Guidance: This skill is about minting/trading NFTs and contains full server and client code, but it asks for sensitive wallet keys and provides instructions that write keys to disk and fetch executable scripts from external domains. Before installing or providing any private key: (1) review every source file yourself (or have a trusted auditor) to confirm what env vars are actually read and what remote hosts are contacted; (2) do not reuse an existing high-value wallet — create a new wallet funded with minimal funds for testing; (3) avoid pasting long-term private keys into agent-level env variables unless you fully trust the code and host; (4) verify the smart-contract addresses and on-chain contracts independently (Etherscan/chain explorers) before sending value; (5) if you plan to let an autonomous agent invoke this skill with a private key, add strict policy controls (spending limits, require human approval) or avoid providing the private key at all and use an external signing service/wallet that enforces approvals.

Review Dimensions

Purpose & Capability: noteThe name/description (mint & trade ClawPhunks) align with the included server, MCP, LangChain and AgentKit integrations and the package.json dependencies. However the metadata declares only WALLET_PRIVATE_KEY as a required env var while the code/docs reference many other secrets (SIGNER_PRIVATE_KEY, AGENT_PRIVATE_KEY, SUPABASE_SERVICE_KEY, FACILITATOR_URL, etc.), which is an inconsistency — either the metadata is incomplete or the skill expects more credentials than declared.

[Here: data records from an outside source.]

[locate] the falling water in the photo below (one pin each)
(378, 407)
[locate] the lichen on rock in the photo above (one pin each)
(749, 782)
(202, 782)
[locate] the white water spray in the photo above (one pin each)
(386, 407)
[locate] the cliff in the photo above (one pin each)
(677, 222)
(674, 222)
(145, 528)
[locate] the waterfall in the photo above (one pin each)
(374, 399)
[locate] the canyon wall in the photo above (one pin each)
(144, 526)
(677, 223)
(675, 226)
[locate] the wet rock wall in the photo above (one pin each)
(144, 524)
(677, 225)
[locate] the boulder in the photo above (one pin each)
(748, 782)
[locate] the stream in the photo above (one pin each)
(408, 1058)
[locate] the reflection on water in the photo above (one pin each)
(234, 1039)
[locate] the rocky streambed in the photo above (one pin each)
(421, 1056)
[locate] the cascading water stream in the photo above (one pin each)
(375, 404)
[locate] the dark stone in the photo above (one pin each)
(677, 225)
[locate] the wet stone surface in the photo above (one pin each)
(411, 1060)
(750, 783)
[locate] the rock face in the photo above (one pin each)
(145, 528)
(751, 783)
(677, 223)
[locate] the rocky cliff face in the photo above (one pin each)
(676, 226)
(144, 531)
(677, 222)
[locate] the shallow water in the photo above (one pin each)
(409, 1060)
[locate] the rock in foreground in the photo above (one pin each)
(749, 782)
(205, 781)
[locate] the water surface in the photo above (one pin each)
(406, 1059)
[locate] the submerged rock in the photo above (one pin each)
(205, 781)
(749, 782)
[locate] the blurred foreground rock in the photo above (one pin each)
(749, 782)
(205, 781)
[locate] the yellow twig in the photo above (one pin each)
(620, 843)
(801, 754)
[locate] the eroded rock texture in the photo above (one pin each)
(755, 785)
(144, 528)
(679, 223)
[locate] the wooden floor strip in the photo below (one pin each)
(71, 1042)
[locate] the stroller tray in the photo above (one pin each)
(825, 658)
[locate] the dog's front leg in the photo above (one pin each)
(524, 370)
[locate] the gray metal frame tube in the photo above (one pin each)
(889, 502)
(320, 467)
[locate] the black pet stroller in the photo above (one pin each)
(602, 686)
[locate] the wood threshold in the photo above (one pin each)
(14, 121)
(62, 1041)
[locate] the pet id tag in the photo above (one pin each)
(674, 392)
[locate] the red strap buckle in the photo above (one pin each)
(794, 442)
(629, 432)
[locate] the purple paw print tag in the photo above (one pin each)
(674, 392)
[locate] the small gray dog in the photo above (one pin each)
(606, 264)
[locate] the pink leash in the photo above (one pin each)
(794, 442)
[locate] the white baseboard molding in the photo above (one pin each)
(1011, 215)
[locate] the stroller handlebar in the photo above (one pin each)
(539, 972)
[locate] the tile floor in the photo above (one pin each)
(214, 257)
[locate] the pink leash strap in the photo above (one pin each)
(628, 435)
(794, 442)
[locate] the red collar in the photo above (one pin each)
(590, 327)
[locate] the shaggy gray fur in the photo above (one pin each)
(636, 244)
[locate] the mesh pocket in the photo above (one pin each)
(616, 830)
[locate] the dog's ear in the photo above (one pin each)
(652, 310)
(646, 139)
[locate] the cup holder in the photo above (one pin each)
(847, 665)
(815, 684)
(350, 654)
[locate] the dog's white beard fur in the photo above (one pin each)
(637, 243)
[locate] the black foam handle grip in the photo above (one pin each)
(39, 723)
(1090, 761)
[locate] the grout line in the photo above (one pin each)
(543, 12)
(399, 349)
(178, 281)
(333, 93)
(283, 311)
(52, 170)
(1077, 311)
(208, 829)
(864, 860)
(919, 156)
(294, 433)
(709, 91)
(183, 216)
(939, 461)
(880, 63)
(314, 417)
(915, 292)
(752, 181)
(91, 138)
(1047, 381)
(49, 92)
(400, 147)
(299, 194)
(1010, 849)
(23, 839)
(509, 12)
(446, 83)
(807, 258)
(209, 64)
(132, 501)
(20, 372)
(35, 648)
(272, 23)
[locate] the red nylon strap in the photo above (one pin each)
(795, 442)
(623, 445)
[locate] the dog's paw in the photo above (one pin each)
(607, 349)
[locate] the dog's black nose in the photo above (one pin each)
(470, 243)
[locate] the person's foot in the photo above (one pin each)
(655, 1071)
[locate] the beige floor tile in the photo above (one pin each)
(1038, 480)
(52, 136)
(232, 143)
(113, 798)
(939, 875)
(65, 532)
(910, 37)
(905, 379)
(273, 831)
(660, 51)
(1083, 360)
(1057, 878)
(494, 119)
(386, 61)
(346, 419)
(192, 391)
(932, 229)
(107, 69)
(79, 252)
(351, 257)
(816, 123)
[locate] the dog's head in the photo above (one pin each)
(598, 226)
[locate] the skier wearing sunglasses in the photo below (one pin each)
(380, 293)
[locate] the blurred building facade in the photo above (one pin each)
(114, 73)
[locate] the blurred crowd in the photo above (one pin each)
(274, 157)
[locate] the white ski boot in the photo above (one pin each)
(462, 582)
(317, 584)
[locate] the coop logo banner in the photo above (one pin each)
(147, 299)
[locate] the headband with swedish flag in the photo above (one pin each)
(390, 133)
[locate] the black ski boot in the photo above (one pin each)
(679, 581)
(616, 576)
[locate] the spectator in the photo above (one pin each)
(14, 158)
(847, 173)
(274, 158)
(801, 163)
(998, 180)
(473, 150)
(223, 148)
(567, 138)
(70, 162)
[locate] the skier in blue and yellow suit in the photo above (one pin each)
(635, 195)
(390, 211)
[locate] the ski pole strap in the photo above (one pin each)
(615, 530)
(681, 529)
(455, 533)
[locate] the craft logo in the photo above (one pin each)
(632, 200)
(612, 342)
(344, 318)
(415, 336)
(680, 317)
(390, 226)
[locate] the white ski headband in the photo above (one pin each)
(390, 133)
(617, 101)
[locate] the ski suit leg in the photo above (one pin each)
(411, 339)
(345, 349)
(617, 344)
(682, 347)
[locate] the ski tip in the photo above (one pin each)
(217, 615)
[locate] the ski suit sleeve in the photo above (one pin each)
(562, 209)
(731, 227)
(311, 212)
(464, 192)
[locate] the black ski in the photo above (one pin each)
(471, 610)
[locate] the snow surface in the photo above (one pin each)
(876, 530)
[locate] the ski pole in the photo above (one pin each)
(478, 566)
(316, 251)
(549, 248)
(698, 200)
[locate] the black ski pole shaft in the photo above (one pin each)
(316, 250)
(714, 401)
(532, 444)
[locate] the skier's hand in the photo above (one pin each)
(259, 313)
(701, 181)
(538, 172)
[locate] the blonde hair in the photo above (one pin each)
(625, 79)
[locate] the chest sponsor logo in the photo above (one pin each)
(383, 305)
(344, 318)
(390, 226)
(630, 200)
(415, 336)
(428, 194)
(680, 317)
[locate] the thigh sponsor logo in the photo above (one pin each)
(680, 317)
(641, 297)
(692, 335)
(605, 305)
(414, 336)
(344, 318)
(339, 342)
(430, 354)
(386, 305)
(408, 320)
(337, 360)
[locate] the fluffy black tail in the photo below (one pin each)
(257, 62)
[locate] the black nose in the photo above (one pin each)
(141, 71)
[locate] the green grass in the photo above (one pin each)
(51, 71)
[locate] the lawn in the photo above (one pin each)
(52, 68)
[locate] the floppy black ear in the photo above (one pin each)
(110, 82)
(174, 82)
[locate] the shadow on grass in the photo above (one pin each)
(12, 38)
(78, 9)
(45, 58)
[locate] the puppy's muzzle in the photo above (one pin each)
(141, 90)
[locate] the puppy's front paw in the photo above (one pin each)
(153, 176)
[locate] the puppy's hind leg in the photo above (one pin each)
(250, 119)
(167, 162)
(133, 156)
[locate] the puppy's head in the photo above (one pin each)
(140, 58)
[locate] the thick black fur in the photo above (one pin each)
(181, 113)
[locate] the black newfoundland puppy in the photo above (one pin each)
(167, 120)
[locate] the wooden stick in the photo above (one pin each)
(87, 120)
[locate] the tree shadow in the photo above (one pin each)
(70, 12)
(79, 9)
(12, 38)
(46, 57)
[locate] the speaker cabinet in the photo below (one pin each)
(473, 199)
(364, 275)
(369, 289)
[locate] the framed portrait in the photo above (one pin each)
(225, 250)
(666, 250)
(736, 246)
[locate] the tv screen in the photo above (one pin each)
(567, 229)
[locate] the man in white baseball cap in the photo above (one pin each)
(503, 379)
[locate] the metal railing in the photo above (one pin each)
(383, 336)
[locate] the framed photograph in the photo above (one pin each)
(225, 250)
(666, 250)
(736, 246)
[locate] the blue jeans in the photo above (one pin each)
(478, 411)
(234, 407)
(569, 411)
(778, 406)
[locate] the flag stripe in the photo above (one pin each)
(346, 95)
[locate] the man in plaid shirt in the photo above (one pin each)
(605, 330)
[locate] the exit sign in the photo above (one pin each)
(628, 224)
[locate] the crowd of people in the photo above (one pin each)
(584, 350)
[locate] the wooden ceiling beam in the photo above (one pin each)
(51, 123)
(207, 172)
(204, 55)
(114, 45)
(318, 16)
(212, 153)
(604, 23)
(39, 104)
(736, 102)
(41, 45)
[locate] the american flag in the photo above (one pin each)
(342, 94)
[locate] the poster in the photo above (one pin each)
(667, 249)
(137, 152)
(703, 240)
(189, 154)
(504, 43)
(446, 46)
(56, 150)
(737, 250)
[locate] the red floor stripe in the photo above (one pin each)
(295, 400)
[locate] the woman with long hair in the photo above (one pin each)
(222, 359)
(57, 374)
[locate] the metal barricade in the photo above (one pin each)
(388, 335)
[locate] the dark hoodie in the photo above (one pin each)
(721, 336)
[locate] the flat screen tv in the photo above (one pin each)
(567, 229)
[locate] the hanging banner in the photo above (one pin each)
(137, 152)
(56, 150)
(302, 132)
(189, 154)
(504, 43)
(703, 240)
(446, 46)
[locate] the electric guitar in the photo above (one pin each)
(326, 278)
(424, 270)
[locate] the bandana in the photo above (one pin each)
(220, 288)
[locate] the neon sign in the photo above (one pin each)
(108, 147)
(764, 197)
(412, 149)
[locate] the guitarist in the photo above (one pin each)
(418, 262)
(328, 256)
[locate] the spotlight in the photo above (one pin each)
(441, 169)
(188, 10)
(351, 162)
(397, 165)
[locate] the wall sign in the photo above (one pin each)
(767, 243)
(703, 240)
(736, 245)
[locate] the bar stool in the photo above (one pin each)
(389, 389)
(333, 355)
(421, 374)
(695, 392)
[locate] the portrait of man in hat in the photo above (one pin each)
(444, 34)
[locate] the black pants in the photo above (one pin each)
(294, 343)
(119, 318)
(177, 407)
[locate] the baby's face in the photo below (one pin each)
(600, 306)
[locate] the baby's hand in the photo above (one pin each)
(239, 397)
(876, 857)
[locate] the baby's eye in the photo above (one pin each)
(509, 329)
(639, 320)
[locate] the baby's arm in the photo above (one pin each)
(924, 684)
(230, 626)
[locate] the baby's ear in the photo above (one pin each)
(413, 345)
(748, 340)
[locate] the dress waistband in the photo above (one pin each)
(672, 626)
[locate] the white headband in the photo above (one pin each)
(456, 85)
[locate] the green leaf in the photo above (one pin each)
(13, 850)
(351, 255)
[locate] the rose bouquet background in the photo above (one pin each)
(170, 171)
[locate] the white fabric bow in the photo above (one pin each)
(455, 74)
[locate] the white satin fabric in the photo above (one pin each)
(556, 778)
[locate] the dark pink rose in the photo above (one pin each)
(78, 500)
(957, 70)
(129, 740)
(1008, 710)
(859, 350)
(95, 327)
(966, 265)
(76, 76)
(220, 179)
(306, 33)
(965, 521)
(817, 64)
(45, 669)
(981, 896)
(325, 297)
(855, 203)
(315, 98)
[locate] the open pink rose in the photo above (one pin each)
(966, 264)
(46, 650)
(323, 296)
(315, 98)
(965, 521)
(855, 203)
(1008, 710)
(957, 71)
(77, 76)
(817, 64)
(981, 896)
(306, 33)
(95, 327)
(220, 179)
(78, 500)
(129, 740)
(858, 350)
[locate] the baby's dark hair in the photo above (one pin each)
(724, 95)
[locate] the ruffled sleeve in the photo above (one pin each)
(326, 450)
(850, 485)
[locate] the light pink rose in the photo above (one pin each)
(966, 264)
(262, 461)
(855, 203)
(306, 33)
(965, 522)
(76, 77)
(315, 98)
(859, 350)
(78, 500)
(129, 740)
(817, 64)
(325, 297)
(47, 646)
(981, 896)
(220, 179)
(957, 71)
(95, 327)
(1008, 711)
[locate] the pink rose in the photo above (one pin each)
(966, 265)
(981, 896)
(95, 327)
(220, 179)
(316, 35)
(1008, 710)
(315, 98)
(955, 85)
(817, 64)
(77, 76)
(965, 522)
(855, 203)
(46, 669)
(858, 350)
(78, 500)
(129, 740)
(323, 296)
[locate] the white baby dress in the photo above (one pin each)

Instruction Scope: concernRuntime instructions and included files instruct agents/users to POST to external endpoints, fetch executable scripts from another domain (chainhost.online /clawphunks/skills), generate and persist private keys to .env, and sign payment authorizations. The SKILL.md plus mcp get_mint_code explicitly guides saving private keys to disk and producing signed payment payloads — actions that go beyond simple read-only queries and expand scope to secret handling and remote code retrieval.
Install Mechanism: noteThere is no install spec in the skill bundle (instruction-only at registry level), which lowers immediate installation risk, but the package includes full source and a package.json with many runtime dependencies (coinbase SDK, supabase, viem, aws sdk, x402-express, etc.). If you or an agent run/install this project, it will pull many third-party packages — review them and prefer executing in an isolated environment.
Credentials: concernThe declared required env var is a single WALLET_PRIVATE_KEY (primary credential). The code and docs, however, reference multiple sensitive env vars (SIGNER_PRIVATE_KEY, AGENT_PRIVATE_KEY, SUPABASE_SERVICE_KEY, PAYMENT_RECIPIENT, FACILITATOR_URL, GAS_STIPEND_WEI) that are not listed in the metadata. Requiring a wallet private key is plausible for an agent that must sign transactions, but giving a private key to a skill that will fetch and potentially return executable scripts increases attack surface; the env requirements are under-declared and therefore disproportionate without additional justification.
Persistence & Privilege: noteThe skill does not request always:true and does not appear to modify other skills or global agent configs. Autonomous invocation is allowed (default). That is expected for an agent-facing NFT tool, but combined with the skill's request for a private key and ability to fetch scripts from external domains, autonomous invocation raises additional risk — ensure the agent's wallet policies and invocation safeguards are appropriate.